In that case, it will tie the mark (with Q4 2017) for the second-highest percentage of S&P 500 companies reporting a positive revenue surprise since FactSet began tracking this metric in 2008.
With blowout earnings numbers over the last three weeks, it is no surprise that the stock market had a good April.
A Word of Caution
There is one potential issue hiding in the weeds, looking to ruin the party for all of us. I know you are thinking inflation, and you are correct.
When all the goods we want to buy are ready for sale and easily accessible from multiple sources, it is great for the consumer. However, I preferred earlier in the pandemic when more goods were available than money chasing those goods because prices were lower.
Fast forward to today, and supply and demand are now getting out of balance in the other direction. The supply side is finding it hard to keep up with demand. Supply chain disruption is a common market theme right now. The shortage of semi-conductor chips is one prime example.

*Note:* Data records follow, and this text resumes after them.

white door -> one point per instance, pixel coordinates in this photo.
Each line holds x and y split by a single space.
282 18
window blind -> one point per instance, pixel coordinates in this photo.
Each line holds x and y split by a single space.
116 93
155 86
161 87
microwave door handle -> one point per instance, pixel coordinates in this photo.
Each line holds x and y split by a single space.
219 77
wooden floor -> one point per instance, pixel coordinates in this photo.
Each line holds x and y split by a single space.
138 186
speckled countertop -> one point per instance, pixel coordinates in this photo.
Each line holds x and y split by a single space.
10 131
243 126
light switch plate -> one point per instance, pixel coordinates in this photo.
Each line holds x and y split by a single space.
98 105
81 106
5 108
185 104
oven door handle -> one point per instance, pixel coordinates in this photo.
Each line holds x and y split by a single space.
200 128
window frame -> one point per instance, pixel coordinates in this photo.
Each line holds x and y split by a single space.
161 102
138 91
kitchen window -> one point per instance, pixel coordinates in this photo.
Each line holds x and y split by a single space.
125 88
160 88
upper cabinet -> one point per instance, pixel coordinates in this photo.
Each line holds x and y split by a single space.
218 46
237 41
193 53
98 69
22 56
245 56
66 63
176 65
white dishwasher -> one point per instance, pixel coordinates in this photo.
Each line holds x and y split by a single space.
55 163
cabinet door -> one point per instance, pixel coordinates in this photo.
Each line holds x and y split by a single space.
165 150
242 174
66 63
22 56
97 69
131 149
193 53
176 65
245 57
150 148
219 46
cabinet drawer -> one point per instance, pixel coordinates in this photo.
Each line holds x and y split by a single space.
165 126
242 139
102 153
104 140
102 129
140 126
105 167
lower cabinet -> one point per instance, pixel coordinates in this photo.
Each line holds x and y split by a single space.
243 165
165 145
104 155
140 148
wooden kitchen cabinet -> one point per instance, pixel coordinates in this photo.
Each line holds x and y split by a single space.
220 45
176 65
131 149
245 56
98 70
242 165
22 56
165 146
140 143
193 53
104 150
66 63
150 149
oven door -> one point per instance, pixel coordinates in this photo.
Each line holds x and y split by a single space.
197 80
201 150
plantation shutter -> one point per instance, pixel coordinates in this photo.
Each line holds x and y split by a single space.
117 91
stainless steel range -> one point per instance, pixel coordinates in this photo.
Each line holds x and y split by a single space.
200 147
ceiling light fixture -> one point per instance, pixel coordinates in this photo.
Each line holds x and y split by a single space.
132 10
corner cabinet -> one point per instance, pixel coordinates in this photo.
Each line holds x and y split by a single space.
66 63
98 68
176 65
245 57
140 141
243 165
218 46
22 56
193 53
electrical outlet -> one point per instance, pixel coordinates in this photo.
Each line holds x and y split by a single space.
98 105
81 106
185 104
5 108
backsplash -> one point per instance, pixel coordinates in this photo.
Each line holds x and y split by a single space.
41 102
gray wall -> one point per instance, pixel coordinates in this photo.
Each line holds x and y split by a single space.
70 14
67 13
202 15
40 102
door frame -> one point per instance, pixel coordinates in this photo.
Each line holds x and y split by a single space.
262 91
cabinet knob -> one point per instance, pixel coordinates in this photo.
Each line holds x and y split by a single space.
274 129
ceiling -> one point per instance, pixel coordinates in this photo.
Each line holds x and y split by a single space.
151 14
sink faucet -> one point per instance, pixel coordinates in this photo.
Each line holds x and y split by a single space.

Servicing our new purchases is becoming increasingly difficult for companies as well. Today's typical response is "we will fix it as soon as the part comes in," which is not what any of us want to hear.
The Federal Reserve says all this is a transitory issue. It's temporary.
Fed Chairman Powell believes that issues or bottlenecks in the supply chain will resolve themselves as workers and businesses adapt. Again, according to Chairman Powell, changes to the current monetary policy are unnecessary. The economy will self-regulate.
Only time will tell what happens with future consumer demand versus future corporate supply.
The effect of our government potentially raising revenue as the stimulus checks fade to memory will likely prove more turbulent than currently modeled.
My guess is that supply and demand factors are not so easily explained away and adjusted for as our Federal Reserve and Wall Street economists would like us to think.
Weighing the Results over the Worry
Our portfolio positions continue to maximize equity exposure based on your risk profile. Inflation fears have been a theme throughout April, but that did not stop the S&P 500 from rising more than 5% for the month.
Strong numbers typically produce strong results. This week is another solid week of earnings reports to digest. We will be watching to see if the "outperformance" trend continues.
If the supply chain issues create a more volatile stock market, it will likely be after earnings season when the news cycle focuses more on worry than data, such as our currently outstanding corporate earnings reports.
Thank you for your trust and confidence in our services. Have a great week!